Despite updating the local maximum, we are still of the opinion that the growth of kiwi is poorly confirmed fundamentally and may end at any moment. Tonight, the RBNZ will provide a report on financial stability, which will be accompanied by a press conference, which may cause increased volatility.
After the breakdown of resistance 0.6173, the kiwi is preparing to test the resistance zone 0.6250 / 70, if the markets assess the RBNZ report quite positively, this level can be reached already tonight, after which, from a technical point of view, nothing will restrain the growing momentum up to 0.6450.
AUD / USD
The Australian dollar is one of the leaders of growth, closely approaching the resistance of 0.6684. In addition to external positive, growth was also facilitated by a number of internal news.
The Australian government has overestimated the amount of wage subsidies by $ 60 billion, which will reduce the projected budget deficit to 70 billion in 2019-20. NAB Bank expects that after September (the official date for the end of subsidies) the government will be able to extend the subsidy program, which increases consumer demand and inflation expectations will also contribute to increased investment.
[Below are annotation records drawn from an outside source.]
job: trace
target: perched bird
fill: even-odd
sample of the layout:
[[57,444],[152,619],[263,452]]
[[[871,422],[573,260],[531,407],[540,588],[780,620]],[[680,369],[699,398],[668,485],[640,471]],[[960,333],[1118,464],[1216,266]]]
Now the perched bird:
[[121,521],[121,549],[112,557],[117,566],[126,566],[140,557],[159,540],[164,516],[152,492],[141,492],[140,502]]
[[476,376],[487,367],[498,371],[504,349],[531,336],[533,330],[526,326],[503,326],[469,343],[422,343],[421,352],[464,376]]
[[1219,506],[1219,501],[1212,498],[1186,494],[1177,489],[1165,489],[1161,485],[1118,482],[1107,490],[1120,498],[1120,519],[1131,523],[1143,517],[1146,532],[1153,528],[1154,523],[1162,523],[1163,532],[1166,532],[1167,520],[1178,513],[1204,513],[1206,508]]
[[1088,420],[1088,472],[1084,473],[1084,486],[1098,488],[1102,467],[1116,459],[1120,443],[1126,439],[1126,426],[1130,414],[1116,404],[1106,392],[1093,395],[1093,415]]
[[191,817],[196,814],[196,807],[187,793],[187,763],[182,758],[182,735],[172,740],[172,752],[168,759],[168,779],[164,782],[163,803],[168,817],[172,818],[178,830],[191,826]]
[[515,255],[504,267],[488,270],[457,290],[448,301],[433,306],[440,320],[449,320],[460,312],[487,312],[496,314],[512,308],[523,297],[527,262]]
The estimated price has turned up, despite the fact that on the CME, the net short position in Aussie has grown by more than 11% per week. Deep support for the demand for risk has not yet formed, despite a bullish momentum.
On Thursday, the head of the RBA Low is expected to give a speech on the senate. The said speech can either strengthen the momentum of the Aussie or weaken it. In any case, we should not forget that for the time being CME speculators are confidently holding a short position, that is, AUD/USD can turn down at any moment when the external positive is gone. We should wait for testing at 0.6684, a purchase is possible in the expectation of a successful break with a short stop, since fundamentally risky assets are clearly not yet ready for purchases.